Leonardo DRS chief says company is readying for a flat budget

By Marjorie Censer  / October 15, 2020

The chief executive of Leonardo DRS says the company expects a flat defense budget -- regardless of who wins next month's election.

In an interview with Inside Defense this week, Bill Lynn, who also previously served as deputy defense secretary, said the budget is facing deficit pressure.

"I think the defense budget's basically at a peacetime all-time high so there's a natural flattening when you hit that," he said.

Lynn contended the growing deficit will likely create a "gravitational effect . . . on all federal spending, including defense."

However, at the same time, Lynn said he thinks the threat posed by multiple nations, from China to Russia to Iran and North Korea, will make it hard to significantly cut defense spending.

Lynn said he sees the threat and deficits as the No. 1 and No. 2 factors that drive defense spending.
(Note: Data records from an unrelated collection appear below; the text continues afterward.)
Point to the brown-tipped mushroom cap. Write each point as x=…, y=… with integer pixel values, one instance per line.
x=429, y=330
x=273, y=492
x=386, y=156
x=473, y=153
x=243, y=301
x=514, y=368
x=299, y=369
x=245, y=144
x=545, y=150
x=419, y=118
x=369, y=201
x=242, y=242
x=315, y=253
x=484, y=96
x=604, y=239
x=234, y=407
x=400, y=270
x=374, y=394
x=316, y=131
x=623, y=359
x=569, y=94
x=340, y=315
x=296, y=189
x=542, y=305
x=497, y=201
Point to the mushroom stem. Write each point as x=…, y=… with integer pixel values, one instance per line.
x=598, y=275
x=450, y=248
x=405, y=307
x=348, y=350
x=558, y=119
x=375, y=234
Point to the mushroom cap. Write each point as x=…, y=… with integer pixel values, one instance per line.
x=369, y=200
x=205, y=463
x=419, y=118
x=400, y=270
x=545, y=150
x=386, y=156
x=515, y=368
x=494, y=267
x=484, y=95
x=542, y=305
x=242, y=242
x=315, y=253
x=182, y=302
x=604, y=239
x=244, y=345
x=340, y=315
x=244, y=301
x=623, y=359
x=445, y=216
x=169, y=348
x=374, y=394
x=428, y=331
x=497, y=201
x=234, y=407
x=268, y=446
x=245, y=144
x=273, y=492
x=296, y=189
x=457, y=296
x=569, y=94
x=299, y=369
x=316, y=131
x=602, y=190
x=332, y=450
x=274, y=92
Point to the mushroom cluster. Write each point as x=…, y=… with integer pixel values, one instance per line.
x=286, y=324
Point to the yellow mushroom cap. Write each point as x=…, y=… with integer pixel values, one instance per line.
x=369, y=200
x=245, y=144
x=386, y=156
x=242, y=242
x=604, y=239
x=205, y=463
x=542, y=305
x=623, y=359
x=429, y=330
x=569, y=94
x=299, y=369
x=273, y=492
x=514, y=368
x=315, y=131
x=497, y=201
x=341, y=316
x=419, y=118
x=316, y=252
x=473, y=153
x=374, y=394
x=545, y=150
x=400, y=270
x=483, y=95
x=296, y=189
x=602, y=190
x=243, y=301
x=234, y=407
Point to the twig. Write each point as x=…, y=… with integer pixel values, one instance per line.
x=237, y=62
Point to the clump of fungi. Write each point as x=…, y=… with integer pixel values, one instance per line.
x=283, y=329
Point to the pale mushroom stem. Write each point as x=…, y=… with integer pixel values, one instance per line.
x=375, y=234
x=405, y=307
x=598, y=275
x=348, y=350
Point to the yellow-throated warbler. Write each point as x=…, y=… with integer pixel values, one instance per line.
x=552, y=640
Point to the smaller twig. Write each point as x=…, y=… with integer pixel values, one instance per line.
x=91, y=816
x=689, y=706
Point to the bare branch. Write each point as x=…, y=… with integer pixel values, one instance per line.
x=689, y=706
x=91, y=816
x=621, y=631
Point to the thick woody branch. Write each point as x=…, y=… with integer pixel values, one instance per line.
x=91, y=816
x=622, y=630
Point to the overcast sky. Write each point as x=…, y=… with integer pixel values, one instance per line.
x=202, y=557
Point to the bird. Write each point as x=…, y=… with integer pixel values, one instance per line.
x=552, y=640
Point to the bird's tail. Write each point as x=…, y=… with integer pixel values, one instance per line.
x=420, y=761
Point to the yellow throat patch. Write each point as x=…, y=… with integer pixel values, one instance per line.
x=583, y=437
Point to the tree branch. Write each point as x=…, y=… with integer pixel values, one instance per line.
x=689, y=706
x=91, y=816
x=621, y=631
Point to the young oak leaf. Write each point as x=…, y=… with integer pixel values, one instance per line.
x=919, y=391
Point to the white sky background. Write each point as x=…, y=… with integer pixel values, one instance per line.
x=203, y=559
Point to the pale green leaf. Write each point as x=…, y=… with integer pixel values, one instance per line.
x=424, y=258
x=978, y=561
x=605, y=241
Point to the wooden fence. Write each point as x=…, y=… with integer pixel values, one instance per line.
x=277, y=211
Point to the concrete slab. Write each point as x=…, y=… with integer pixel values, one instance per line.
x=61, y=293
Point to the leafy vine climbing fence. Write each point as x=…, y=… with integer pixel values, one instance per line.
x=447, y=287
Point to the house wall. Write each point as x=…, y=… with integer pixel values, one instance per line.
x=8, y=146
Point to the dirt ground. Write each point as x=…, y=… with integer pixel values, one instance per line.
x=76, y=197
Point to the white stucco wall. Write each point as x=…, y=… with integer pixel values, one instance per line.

Politics, he said, is generally third.

"Whoever wins this election is going to face the same threat and the same deficit pressure," he said.

But he told Inside Defense a flat and stable budget offers good predictability for defense contractors.

Lynn said Leonardo DRS, because it doesn't build platforms, sees opportunities even without budget growth.

"As you get flat budgets, you tend to get tradeoffs which show up particularly in the drive to get new platforms," he said. "Since we're not a platform house, we have the ability to pivot from putting our electronics and advanced sensors on new platforms to upgrading older platforms."

Meanwhile, Lynn said about 40% of Leonardo DRS's workforce has been working from home because of the ongoing COVID-19 pandemic.

He said the company is starting to consider what the post-pandemic workplace will look like.

"We've seen a great deal more success and flexibility in work-from-home than I think we would have anticipated," he said. "I don't think it means everybody who's working from home now is going to continue to, but I think you're going to look more flexibly at 1) requests to work from home and 2) can we operate with fewer people in the office or people going into the office fewer days."